On a PC, DRAM starts at 0x0 (3)

- Much existing code incorrectly verifies that pointers and buffers reside fully in 32-bit space, signalling an error condition when this is not the case.

On Arm systems, the amount of available 32-bit addressable RAM may be much smaller, or it may even be absent entirely.

In the latter case, hardware that is only 32-bit DMA capable can only work if
- an IOMMU is present and wired into the PCI root bridge driver by the platform
or
- if translation is applied to inbound PCIe transactions.
On a PC, DRAM starts at 0x0 (4)

But in general, it should be expected that Arm platforms use at least 40 bits of address space for DMA, and so drivers for 64-bit DMA capable peripherals must enable this capability in the hardware.

Also - some code only tested on PC assumes that addresses just below 4GB cannot be DRAM.

• Potential arithmetic errors on 32-bit or if using 32-bit arithmetic (intentionally or not).
On a PC, DMA is cache coherent

Although not that common, it is possible and permitted by the UEFI spec for PCI DMA to be non cache coherent. This is completely transparent to the driver, provided that it uses the APIs correctly.
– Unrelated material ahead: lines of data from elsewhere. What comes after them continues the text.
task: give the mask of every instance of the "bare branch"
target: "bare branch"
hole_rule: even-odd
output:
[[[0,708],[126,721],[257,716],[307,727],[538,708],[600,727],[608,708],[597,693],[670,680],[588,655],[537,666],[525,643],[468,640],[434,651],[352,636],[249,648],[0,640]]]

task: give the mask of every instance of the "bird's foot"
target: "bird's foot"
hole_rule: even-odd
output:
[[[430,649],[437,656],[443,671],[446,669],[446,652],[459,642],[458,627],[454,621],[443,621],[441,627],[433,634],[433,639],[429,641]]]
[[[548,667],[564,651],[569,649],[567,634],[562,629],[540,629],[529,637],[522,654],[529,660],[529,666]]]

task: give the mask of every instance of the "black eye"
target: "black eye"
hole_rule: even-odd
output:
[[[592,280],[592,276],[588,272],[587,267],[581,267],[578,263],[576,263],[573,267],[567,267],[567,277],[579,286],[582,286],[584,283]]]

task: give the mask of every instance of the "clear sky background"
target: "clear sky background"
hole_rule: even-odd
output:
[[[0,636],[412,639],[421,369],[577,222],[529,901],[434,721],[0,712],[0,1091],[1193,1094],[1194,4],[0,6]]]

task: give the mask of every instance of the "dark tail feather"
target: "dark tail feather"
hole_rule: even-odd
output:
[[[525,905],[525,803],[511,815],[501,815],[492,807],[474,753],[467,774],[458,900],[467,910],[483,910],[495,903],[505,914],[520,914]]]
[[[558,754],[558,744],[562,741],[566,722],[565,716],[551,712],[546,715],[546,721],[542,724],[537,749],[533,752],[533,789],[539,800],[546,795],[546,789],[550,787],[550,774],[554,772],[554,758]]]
For instance, PciIo->AllocateBuffer() will return an uncached buffer in this case, and the Map() and Unmap() methods will perform cache maintenance under the hood to keep the CPU’s and the device’s view of memory in sync.
PC has strongly ordered memory

UEFI is mostly a single-threaded execution environment, and if the PI MP_PROTOCOL* is in use, explicit synchronization mechanisms are provided.
Arm only guarantees the ordering of memory accesses in regions marked as Device or Strongly-ordered. And even there, they are only guaranteed within the same 1kB aligned 1kB region.
If a device driver requires two memory accesses to take place in a specific order, MemoryFence() must be used.
- update DMA descriptor, initiate transaction
- Write, delay, poll
Likewise, any delay timeout after a write to a memory mapped register probably needs a MemoryFence().
Testing on other platforms
Wanna play?

Ard has put together a worst-case system, nicknamed ‘Chucky’, for triggering the most common issues in drivers.

The system has two separate PCIe host bridges, and several selectable behaviors configurable by DIP switches:

• MMIO translation for host bridge A, host bridge B uses 1:1 mappings for MMIO
• DRAM below 4GB can be remapped to a CPU address above 4 GB
  – No 32-bit DMA on host bridge A
  – Inbound translation for 32-bit DMA on host bridge B
• Setting of Bus Master Enable bit can be deferred to first PCI I/O Map() call
• No DRAM near zero to catch NULL pointer dereferences.
Cross-architecture toolchains

Visual Studio support for AArch64 available since VS2017 15.4

Majority of open-source Arm development uses GCC

LLVM supported, both in form of clang and Xcode
Final notes
Overall message

It is completely possible to write a driver or application that can be easily compiled for either X64 or AARCH64 architectures.

It is also very much possible to write a driver that works on X64 and not on AARCH64 (but it is usually due to bugs).

Writing drivers portably increases code correctness and reliability. Testing on multiple architectures is even better :)
Questions?
Thanks for attending the 2019 Spring UEFI Plugfest

For more information on UEFI Forum and UEFI Specifications, visit http://www.uefi.org

presented by

Leif Lindholm & Ard Biesheuvel

leif.lindholm@linaro.org
ard.biesheuvel@linaro.org
Using encrypted memory for DMA

This case is actually rather similar to the non cache coherent DMA case, in the sense that the allocate, map and unmap actions all involve some extra work performed by the platform under the hood. This implies that non-compliant drivers will not work on x86 systems with encrypted memory either. Common DMA buffers are allocated from unencrypted memory, and mapping or unmapping involve decryption or encryption in place depending on the direction of the transfer (or bounce buffering if encryption in place is not possible, in which case the device address will deviate from the host address like in the non-1:1 mapped PCI case above). Cutting corners here means that attempted DMA transfers will produce corrupt data, usually a strong motivator to get your code fixed.